Identification of challenges: We identified two primary challenges in crafting the prompt: (a) creating content that would be model-agnostic and (b) ensuring the accessibility of the output format [55]. The former required developing a prompt that could be understood and responded to by any LLM, regardless of its architecture. The latter involved designing an output format that would facilitate ease of use and integration into code, particularly emphasizing JSON formatting for versatility and compatibility.
Finalization and validation: After rigorous testing and refinement, we arrived at a finalized prompt that effectively elicited responses in the desired output format. Validation through Source Code 1 demonstrates the prompt’s ability to generate meaningful responses comprehensible to all models, thus fulfilling our objectives of accessibility and compatibility.

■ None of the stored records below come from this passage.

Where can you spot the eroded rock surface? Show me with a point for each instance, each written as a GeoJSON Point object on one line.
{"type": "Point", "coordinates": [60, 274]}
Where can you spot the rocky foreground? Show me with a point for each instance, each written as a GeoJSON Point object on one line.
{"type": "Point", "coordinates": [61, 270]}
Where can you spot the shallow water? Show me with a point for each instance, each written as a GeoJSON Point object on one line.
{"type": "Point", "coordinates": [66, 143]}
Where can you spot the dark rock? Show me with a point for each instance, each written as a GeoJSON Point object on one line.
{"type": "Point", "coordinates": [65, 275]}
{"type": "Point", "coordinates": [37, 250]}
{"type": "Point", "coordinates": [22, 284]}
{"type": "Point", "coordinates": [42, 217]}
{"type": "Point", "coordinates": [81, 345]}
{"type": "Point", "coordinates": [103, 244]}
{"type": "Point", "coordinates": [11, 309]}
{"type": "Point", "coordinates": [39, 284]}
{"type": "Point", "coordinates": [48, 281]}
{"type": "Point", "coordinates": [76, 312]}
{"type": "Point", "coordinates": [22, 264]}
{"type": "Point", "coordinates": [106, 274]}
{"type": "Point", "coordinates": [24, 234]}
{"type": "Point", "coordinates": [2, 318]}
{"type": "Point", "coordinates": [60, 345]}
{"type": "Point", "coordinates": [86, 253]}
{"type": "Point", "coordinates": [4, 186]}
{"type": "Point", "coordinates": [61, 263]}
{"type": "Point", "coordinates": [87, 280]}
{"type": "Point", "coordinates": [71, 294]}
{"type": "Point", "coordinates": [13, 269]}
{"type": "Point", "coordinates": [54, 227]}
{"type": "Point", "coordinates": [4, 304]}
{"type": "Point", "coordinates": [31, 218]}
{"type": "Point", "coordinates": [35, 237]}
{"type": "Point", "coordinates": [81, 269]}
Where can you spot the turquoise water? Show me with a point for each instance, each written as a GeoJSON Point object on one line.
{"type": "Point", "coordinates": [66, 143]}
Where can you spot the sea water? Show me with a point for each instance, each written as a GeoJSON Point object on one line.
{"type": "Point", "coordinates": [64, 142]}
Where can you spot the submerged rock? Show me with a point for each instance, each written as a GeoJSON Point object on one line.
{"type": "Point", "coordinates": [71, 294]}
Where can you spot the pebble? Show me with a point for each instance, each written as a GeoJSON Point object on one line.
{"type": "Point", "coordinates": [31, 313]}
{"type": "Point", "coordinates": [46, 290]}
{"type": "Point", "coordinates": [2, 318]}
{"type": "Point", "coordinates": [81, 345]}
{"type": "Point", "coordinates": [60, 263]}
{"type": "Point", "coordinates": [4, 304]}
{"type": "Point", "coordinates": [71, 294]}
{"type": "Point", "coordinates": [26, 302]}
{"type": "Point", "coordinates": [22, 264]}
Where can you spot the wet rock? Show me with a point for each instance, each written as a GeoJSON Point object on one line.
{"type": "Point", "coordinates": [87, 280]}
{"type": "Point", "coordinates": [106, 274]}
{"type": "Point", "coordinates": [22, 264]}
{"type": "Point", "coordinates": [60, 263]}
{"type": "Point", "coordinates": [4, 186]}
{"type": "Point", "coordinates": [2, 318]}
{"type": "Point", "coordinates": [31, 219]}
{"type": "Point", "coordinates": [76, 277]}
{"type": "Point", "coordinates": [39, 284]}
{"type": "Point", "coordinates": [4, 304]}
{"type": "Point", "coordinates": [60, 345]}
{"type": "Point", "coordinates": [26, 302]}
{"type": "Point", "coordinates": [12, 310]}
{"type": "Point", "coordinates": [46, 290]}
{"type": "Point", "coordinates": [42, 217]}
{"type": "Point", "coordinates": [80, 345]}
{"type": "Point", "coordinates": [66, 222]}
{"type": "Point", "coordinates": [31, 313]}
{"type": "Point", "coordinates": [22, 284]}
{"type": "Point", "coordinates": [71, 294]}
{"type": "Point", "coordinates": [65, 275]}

conversation.append({‘role’: ‘system’, ‘content’: “You are a crypto expert.”})

conversation.append({‘role’: ‘user’,

‘content’: ‘Evaluate the sentiment of the news article. Return your response in JSON format {“sentiment”:

“negative”} or {“sentiment”: “neutral”} or {“sentiment”: “positive”}. Article:\n’ +

input[‘text’] + “})

3.3. Model Deployment, Fine-Tuning, and Predictive Evaluation

As discussed earlier in this study, we employ two distinct models to address sentiment analysis and classification tasks within the cryptocurrency sector. While previous research has explored cryptocurrency sentiment analysis using various algorithms and techniques, there is a significant gap in utilizing LLMs for this purpose. In this study, we have decided to extensively test the GPT-4, BERT, and FinBERT models both before and after fine-tuning. Below, we present an overview of how each model is deployed, showcasing our innovative approach to utilizing them for this specific task.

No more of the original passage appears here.